Egito vota pela primeira vez após queda de Mubarak

Os egípcios começaram na manhã desta segunda-feira a votar, na primeira eleição desde a queda do ditador Hosni Mubarak, deposto em fevereiro em um dos momentos mais importantes dos protestos da chamada Primavera Árabe. A eleição parlamentar foi ameaçada por distúrbios nas ruas na semana passada, e a população está polarizada e confusa sobre o rumo a ser tomado pela nação.

AE, Agência Estado

28 de novembro de 2011 | 08h36

Na escola Omar Makram, em um bairro da classe trabalhadora no centro Cairo, Shubra, homens e mulheres estavam em filas separadas antes da abertura das urnas, às 8h.

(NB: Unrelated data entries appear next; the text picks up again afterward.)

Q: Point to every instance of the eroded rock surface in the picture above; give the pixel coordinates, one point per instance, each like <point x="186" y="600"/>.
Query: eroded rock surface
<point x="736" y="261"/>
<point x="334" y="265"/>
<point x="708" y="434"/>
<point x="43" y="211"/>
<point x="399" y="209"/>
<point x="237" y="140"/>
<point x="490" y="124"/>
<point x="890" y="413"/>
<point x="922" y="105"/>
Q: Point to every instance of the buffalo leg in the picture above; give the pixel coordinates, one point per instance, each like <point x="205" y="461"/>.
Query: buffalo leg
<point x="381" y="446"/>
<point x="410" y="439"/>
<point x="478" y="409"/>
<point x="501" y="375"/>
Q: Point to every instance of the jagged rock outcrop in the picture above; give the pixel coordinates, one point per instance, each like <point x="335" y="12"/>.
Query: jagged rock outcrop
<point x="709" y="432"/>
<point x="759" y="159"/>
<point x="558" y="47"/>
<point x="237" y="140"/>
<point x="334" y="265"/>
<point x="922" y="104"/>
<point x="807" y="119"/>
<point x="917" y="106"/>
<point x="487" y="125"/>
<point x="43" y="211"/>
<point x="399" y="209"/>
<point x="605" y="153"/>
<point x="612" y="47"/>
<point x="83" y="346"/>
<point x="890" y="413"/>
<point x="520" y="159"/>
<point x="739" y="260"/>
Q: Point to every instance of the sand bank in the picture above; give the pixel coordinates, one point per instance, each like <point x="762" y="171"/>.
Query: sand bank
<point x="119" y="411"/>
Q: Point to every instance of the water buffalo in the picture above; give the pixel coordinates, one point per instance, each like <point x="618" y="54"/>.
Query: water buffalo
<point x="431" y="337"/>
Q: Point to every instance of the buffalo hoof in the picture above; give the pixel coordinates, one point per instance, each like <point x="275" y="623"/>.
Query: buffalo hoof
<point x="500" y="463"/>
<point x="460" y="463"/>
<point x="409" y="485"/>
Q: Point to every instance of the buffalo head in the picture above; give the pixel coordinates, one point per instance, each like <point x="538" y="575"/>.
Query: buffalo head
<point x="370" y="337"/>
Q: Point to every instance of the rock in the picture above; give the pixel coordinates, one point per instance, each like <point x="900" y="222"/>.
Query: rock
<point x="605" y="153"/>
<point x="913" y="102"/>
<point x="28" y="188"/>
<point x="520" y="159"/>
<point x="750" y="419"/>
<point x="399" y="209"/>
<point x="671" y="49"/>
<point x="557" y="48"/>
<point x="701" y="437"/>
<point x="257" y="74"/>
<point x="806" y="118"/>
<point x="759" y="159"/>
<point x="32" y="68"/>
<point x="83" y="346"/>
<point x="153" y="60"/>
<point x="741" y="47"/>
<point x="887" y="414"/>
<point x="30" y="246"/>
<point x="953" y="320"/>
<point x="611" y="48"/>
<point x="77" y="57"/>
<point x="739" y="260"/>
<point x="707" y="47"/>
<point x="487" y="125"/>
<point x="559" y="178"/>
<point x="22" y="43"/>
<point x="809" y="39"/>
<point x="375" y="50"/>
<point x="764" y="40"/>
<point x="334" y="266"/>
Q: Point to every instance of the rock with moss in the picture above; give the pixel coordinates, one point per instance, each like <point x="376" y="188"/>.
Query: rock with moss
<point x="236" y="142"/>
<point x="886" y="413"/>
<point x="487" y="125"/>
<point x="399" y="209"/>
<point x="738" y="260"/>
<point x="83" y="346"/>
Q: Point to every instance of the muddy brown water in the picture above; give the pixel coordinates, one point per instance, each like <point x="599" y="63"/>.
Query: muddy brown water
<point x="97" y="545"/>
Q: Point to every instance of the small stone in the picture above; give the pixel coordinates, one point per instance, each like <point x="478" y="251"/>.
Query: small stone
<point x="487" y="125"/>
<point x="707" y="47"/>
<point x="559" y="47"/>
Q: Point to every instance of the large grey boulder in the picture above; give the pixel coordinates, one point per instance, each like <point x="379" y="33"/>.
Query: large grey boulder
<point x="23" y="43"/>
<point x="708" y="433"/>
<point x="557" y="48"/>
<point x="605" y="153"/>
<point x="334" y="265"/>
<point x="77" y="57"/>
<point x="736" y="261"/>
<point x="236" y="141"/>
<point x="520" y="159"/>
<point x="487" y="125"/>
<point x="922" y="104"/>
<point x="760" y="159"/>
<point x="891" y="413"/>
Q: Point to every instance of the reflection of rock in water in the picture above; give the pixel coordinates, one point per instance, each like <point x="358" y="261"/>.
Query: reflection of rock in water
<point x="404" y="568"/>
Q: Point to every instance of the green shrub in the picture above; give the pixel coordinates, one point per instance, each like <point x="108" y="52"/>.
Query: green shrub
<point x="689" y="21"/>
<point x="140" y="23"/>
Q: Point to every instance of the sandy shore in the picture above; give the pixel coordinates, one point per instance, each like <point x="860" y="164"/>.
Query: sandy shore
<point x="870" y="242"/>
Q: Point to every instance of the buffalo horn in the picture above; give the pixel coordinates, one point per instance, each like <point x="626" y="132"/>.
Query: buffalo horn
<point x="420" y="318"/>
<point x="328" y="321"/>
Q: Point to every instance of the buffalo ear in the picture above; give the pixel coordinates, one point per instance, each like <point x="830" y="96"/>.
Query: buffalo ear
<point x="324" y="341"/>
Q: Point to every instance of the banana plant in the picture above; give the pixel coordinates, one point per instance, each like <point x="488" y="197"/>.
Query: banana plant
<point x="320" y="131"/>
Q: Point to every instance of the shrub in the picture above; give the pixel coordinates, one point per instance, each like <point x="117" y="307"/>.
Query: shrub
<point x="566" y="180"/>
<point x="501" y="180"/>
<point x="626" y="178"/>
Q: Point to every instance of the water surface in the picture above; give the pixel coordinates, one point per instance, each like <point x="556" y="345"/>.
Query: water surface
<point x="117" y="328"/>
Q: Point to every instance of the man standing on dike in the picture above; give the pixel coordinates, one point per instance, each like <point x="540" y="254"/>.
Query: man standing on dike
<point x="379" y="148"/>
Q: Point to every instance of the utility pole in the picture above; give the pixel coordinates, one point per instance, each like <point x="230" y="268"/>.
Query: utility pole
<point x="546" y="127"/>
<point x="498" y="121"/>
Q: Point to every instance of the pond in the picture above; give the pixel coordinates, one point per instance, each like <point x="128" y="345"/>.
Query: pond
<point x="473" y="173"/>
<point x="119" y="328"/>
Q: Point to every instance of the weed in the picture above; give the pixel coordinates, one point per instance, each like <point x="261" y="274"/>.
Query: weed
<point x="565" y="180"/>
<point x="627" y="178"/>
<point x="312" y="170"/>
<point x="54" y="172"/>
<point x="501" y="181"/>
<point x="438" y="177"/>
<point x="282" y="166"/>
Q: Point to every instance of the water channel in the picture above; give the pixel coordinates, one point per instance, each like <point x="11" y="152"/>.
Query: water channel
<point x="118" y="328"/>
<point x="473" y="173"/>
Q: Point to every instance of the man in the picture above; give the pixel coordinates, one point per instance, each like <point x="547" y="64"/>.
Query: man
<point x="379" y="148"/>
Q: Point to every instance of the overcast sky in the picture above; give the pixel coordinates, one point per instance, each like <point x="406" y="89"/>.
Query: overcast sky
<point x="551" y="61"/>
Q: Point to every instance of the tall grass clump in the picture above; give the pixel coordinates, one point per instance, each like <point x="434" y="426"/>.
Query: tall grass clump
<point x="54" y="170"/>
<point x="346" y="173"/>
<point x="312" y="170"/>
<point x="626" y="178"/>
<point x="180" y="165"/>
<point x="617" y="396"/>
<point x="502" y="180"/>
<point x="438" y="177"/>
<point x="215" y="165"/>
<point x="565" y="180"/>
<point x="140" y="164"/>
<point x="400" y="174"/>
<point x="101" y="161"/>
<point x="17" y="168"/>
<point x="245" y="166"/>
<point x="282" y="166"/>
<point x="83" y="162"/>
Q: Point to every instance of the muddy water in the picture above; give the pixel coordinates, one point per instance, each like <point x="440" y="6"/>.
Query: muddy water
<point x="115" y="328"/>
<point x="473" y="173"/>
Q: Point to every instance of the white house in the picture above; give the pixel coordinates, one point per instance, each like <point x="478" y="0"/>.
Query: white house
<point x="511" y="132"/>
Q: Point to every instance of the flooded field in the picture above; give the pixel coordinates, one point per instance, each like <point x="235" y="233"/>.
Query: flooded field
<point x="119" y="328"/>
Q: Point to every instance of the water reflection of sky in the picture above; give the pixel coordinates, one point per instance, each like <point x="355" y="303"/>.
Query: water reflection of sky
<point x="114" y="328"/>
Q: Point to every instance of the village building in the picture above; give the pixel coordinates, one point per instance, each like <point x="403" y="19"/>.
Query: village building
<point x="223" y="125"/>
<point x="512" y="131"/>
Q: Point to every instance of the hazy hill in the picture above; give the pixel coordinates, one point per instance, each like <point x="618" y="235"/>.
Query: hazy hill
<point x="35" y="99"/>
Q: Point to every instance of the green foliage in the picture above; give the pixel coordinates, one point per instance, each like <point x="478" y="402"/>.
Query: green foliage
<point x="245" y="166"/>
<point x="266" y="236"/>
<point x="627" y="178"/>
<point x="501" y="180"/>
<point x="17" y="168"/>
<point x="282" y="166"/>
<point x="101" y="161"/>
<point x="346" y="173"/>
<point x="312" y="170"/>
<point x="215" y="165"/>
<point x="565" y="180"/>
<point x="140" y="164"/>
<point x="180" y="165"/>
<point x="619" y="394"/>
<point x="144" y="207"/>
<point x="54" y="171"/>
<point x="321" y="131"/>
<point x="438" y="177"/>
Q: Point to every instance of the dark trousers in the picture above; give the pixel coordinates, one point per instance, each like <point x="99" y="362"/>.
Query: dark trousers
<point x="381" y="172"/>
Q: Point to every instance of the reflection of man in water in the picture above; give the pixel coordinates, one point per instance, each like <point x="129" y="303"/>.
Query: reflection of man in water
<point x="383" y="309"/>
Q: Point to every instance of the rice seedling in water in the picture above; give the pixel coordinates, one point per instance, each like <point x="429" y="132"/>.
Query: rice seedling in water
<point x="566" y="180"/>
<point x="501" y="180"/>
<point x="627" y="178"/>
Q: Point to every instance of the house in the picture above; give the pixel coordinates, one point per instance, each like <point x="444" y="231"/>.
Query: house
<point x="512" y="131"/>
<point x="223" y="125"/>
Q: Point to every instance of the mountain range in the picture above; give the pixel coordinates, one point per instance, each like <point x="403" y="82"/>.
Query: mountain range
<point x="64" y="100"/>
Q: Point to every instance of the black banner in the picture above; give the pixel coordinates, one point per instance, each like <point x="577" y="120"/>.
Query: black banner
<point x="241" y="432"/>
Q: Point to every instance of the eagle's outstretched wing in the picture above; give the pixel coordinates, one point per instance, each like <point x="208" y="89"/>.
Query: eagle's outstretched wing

"Não era normal votar antes, nossas vozes eram completamente irrelevantes", disse Mona Abdel Moneim, uma das várias mulheres que votavam pela primeira vez na vida. Durante anos, poucos egípcios votavam, pois todas eleições eram fraudadas pelo partido governista.

A Irmandade Muçulmana, maior e mais bem organizado grupo do Egito, e seus aliados islâmicos devem ir bem na disputa. Egípcios liberais e seculares temem que a Irmandade tente impor uma visão rígida do islamismo como a lei do país.

Na manhã desta segunda-feira, alguns milhares de manifestantes estavam na Praça Tahrir, protestando por um governo civil. A junta militar no poder seguiu com o cronograma eleitoral, apesar dos protestos.

A eleição que começou nesta segunda-feira é para eleger os 498 representantes da Assembleia do Povo, a Câmara Baixa. Ela ocorrerá em três estágios, com diferentes regiões do país votando em cada momento. A votação desta segunda-feira ocorre em nove províncias, onde vivem 24 milhões de egípcios. A população total do país é de 85 milhões. Entre as áreas que votam nesta segunda-feira estão Cairo e Alexandria, segunda maior cidade do país.

A eleição para a Câmara Baixa termina em janeiro. O processo eleitoral então recomeçará, para a escolha da Câmara Alta, com 390 membros, também em três estágios, com fim previsto para março. As informações são da Associated Press e da Dow Jones.